I know that we open sourced some of the Terraform code to get the Sigstore tools… Because the idea is that you can also – everything in Sigstore is open source, so you can download any of the components, run it separately, or you can run the whole thing inside of your premises if you want to.

[34:11] Some of the work that we’ve been doing for GA has been open source; some of the Helm charts, some of the Terraform was going to be open source as well… I don’t know if – I don’t have it right here at hand, but I can certainly get it ready later.

Yeah, that’s okay. I’m more curious about how it all fits together; the overview of the different components, like the architectural diagram, I suppose… That’s always worth a thousand words. Just understanding at a high level, and to have a better appreciation for how – I don’t wanna say complex, but how challenging it is to solve this in a simple way. In a way that just makes sense, and everyone agrees with, and everyone says “Yup, this will work.” Just basically seeing that.
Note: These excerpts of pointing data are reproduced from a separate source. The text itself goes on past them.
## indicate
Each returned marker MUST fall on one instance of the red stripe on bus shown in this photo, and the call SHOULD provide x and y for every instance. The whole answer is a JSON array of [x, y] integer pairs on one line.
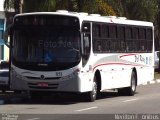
[[114, 64], [126, 55]]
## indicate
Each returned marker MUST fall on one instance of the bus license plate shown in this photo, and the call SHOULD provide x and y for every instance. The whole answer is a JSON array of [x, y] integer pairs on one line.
[[58, 74]]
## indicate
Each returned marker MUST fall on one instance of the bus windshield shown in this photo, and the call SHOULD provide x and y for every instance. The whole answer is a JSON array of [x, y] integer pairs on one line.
[[45, 47]]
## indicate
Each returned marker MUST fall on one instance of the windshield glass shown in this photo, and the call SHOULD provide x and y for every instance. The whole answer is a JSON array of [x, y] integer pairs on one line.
[[46, 48]]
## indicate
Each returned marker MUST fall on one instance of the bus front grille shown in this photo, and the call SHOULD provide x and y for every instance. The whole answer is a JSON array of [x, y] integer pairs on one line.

Even for Changelog, for example - I still think about the architectural diagram which I drew I think in 2019. I still keep going back to that, and I wish I was able to update that… And I’m wondering – because then the question becomes “What tooling are you using for that? Oh, that’s a very interesting-looking diagram. Is it ASCII art, is it something else? Let me see.” And before you know it, that in itself generates another conversation.
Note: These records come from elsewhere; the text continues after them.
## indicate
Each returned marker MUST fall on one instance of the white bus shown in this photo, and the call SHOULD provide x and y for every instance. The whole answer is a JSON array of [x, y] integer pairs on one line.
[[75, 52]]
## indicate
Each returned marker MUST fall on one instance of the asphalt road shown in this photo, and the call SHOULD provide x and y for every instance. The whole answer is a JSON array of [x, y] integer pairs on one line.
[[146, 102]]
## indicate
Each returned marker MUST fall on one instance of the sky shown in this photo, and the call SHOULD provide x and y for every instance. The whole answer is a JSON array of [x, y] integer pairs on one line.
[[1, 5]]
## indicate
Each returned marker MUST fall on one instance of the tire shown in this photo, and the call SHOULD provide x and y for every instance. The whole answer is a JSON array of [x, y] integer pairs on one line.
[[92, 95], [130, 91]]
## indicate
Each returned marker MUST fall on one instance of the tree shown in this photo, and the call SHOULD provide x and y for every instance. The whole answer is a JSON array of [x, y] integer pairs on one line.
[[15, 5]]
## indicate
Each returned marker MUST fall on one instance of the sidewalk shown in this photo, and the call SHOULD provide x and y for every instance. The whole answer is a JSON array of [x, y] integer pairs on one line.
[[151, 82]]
But being able to appreciate just how big this thing is I think would go a long way, that’s what I’m thinking.

Yeah. I was in charge of defining the IM, and the groups, and defining the part of the access to the project… So I can check with the folks running the infrastructure and see what we can get.
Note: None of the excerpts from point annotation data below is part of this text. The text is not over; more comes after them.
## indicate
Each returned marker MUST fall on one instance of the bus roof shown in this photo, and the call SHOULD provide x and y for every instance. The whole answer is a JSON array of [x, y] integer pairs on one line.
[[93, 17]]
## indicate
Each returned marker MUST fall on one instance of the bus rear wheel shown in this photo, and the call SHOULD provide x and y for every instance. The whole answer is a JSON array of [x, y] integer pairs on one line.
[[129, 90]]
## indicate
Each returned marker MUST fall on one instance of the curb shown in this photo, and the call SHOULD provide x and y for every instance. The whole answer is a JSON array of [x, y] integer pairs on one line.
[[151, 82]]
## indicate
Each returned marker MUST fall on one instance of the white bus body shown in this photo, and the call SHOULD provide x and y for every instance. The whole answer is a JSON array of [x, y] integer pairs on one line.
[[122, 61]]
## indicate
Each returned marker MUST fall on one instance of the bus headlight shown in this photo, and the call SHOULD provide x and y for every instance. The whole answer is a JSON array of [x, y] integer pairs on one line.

Okay. So the other talk that you’ll be involved with - this is one that you’re co-presenting - is the one about releasing Kubernetes less often, and making it more secure. So I’m intrigued by both the less often part, and the more secure part. But I think the more secure part - we’ve covered it fairly well in talking about Sigstore, and BOMs, and Cosign, and the transparency log, and all of that. So why releasing Kubernetes less often? What is the story behind that?

Yeah, so this talk is basically the Kubernetes SIG Release update from the lead. So during the day I’m a software engineer at Chainguard, but I am also one of the technical leads with Kubernetes SIG Release, and this talk is going to be like our update about the work we’ve been doing for the past year. And one of the things we did last year was switching Kubernetes releases from four a year to three a year. The decision was made to move it that way.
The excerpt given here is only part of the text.